Speed, Models, Smarter Risk Management and the Future of SR 11-7

Speed, Models, Smarter Risk Management and the Future of SR 11-7

Artificial intelligence has moved from the innovation lab into production trading floors. Machine learning models now drive pricing adjustments, generate trading signals, forecast liquidity, and monitor risk in real time. Meanwhile, regulators still expect robust model risk management under frameworks like the US Federal Reserve’s SR 11-7.

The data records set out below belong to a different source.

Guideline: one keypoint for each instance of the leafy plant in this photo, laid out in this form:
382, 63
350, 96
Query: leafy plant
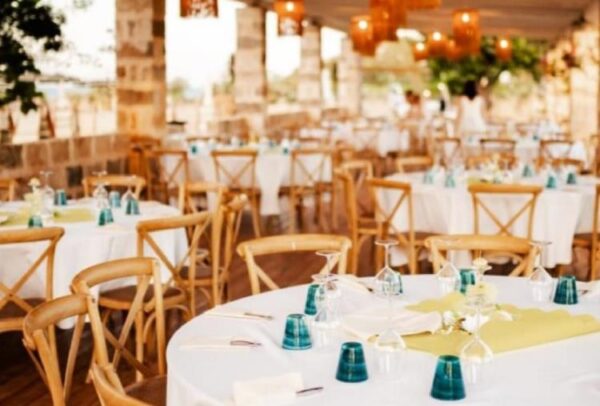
526, 56
23, 24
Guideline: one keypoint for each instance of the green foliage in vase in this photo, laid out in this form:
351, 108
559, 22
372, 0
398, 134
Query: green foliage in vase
25, 25
526, 56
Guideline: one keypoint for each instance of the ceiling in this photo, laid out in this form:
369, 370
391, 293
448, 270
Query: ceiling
536, 19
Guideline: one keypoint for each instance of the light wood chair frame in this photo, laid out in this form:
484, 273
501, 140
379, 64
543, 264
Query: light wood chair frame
280, 244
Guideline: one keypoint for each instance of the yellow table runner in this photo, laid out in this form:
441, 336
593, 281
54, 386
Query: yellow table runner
64, 216
528, 328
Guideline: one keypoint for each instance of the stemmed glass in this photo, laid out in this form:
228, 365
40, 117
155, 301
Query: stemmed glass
389, 344
327, 317
540, 280
47, 196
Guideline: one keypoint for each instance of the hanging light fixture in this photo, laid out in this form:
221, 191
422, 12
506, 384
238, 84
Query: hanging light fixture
436, 44
465, 27
420, 52
503, 49
199, 8
290, 14
361, 33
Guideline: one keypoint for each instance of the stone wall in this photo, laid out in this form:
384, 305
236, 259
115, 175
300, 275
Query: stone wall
70, 159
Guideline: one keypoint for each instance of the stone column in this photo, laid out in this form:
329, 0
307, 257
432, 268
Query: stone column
349, 79
309, 89
141, 73
250, 70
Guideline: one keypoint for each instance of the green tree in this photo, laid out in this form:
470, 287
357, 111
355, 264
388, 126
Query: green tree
22, 24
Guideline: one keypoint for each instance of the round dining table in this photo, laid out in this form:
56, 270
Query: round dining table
556, 373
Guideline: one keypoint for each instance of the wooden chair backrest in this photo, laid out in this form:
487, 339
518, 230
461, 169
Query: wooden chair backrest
528, 209
146, 271
234, 179
7, 189
480, 245
413, 163
121, 181
309, 167
280, 244
10, 295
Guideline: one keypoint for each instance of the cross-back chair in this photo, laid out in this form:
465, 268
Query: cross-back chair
281, 244
136, 183
7, 189
415, 163
482, 245
309, 177
527, 210
144, 306
241, 180
13, 306
389, 198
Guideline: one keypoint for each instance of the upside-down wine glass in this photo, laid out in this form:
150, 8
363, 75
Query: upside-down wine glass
389, 344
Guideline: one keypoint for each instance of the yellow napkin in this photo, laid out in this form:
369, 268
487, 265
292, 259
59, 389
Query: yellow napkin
529, 327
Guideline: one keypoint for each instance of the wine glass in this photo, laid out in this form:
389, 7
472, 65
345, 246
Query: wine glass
540, 280
476, 354
389, 344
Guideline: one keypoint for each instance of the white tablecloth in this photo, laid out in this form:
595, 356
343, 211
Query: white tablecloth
559, 214
86, 244
565, 372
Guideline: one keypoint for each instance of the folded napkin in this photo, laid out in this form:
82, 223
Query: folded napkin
226, 311
215, 343
373, 321
268, 391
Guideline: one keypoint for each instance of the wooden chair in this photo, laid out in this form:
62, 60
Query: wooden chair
143, 303
136, 183
13, 306
7, 190
482, 245
308, 178
280, 244
401, 195
242, 180
169, 168
413, 163
527, 210
361, 227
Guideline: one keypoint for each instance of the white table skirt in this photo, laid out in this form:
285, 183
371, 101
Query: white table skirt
86, 244
559, 373
559, 214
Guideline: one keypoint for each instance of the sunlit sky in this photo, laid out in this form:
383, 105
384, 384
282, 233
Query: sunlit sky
198, 50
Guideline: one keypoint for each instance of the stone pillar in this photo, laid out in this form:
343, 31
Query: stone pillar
349, 79
309, 89
250, 68
141, 73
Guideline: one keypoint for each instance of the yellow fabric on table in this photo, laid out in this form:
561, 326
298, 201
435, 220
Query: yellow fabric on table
529, 327
65, 216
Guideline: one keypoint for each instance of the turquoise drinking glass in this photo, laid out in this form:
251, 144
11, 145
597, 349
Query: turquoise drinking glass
35, 221
448, 382
296, 336
566, 291
132, 208
114, 198
467, 277
352, 366
60, 198
310, 307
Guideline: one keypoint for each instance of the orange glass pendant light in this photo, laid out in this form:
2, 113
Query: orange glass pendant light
199, 8
466, 30
361, 33
290, 14
503, 49
436, 44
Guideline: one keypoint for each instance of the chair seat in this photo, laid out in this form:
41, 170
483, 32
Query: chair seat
152, 391
121, 298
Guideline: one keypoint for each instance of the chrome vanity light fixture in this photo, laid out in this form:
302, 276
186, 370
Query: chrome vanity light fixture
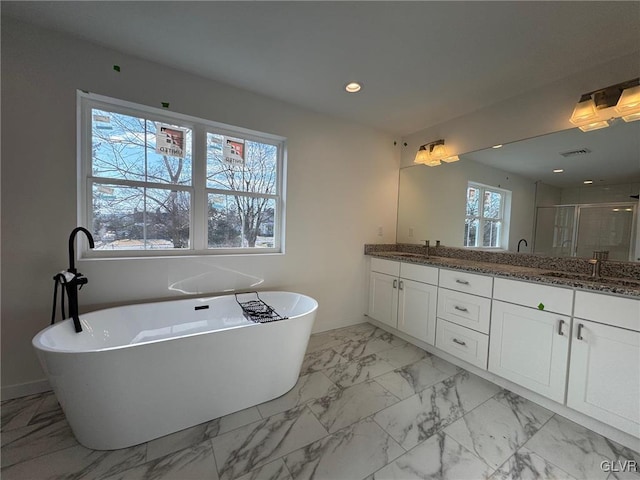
432, 153
595, 109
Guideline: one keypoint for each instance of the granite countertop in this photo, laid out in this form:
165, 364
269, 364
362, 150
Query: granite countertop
627, 287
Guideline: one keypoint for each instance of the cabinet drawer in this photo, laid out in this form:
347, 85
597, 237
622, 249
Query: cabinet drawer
554, 299
385, 266
419, 273
463, 343
616, 311
467, 310
466, 282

SR 11-7 is the Federal Reserve’s supervisory guidance on Model Risk Management (MRM). It mandates that banks must validate models independently, monitor model performance, document models and their governance and separate model development and validation.

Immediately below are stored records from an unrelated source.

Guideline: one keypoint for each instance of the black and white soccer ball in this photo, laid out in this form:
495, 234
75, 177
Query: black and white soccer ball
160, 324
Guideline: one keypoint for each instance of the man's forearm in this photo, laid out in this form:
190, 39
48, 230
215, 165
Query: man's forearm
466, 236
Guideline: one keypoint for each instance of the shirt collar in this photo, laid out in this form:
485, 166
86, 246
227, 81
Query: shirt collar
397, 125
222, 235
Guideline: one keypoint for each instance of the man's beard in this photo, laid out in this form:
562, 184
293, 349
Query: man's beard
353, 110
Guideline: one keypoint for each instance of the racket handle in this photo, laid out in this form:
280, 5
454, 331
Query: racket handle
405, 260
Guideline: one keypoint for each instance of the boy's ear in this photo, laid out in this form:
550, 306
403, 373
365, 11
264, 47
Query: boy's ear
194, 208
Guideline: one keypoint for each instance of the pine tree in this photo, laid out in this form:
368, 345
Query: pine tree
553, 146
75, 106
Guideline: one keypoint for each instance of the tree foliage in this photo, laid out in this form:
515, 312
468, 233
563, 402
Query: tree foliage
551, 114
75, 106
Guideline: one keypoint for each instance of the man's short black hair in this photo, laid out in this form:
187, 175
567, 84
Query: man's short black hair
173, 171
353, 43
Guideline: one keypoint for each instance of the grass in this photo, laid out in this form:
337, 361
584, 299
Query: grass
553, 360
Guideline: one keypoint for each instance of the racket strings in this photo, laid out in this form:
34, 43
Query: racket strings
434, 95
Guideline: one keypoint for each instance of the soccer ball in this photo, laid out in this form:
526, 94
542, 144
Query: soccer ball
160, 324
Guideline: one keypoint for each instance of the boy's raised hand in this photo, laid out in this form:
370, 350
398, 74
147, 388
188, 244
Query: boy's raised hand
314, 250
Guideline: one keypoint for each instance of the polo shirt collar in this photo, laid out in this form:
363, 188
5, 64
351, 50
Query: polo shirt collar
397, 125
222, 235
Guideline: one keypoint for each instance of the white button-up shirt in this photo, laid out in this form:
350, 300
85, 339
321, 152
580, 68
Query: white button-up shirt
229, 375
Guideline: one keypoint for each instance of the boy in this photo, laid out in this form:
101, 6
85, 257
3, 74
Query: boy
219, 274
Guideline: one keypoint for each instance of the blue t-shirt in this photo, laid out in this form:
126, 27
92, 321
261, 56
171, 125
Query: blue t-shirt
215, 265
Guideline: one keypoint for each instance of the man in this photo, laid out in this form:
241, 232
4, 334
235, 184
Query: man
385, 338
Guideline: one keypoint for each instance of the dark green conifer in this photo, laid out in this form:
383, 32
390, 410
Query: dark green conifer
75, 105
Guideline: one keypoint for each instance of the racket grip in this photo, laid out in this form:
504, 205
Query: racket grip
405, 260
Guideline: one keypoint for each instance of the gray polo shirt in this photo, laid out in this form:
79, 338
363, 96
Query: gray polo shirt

Here’s the problem: AI systems need speed and continuous iteration to work. Traditional control frameworks were built for models that barely change. The result? Friction, delays, and sometimes paralysis.

The real question isn’t whether we can govern AI. It’s how we do it without killing the velocity that makes these systems valuable in the first place.

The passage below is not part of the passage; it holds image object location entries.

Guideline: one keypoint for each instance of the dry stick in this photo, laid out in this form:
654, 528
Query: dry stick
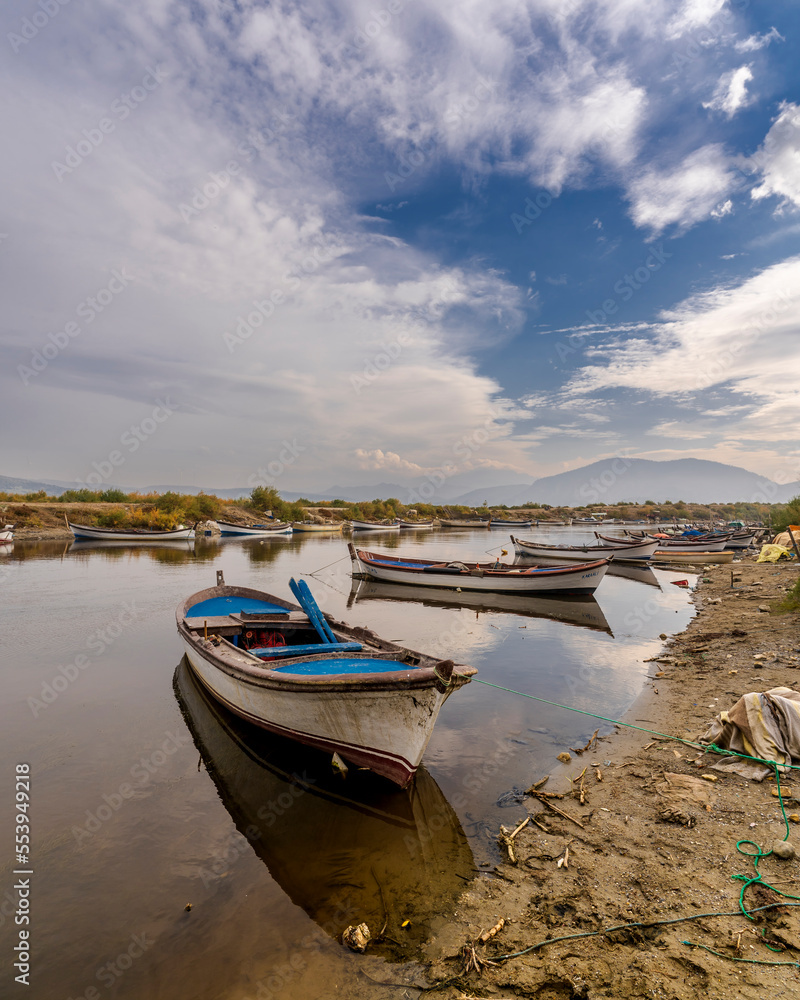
560, 813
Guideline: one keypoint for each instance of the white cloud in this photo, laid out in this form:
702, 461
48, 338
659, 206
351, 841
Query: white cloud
730, 93
755, 42
778, 159
682, 194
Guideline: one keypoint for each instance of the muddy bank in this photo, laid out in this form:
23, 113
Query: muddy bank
626, 862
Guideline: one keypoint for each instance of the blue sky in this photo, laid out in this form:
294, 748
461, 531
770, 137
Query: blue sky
357, 242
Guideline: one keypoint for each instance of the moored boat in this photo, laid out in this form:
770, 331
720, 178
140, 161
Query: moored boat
495, 577
315, 526
620, 549
300, 674
375, 525
130, 534
228, 530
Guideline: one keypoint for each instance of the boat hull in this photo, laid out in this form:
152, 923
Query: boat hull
578, 579
252, 531
382, 721
110, 534
580, 553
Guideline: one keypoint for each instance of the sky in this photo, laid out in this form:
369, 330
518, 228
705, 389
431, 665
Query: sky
305, 243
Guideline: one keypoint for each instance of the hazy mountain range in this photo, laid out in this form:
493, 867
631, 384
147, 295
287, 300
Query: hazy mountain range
608, 481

Why Traditional Model Risk Management Breaks Down

SR 11-7 gave us a clear lifecycle: develop, document, validate independently, approve, monitor periodically. This works fine for credit scoring models that get reviewed annually. It falls apart when you’re dealing with models retrained daily as market regimes shift, feature sets that evolve with new data sources, ensemble systems where models interact in complex ways, and reinforcement learning agents adapting to market conditions.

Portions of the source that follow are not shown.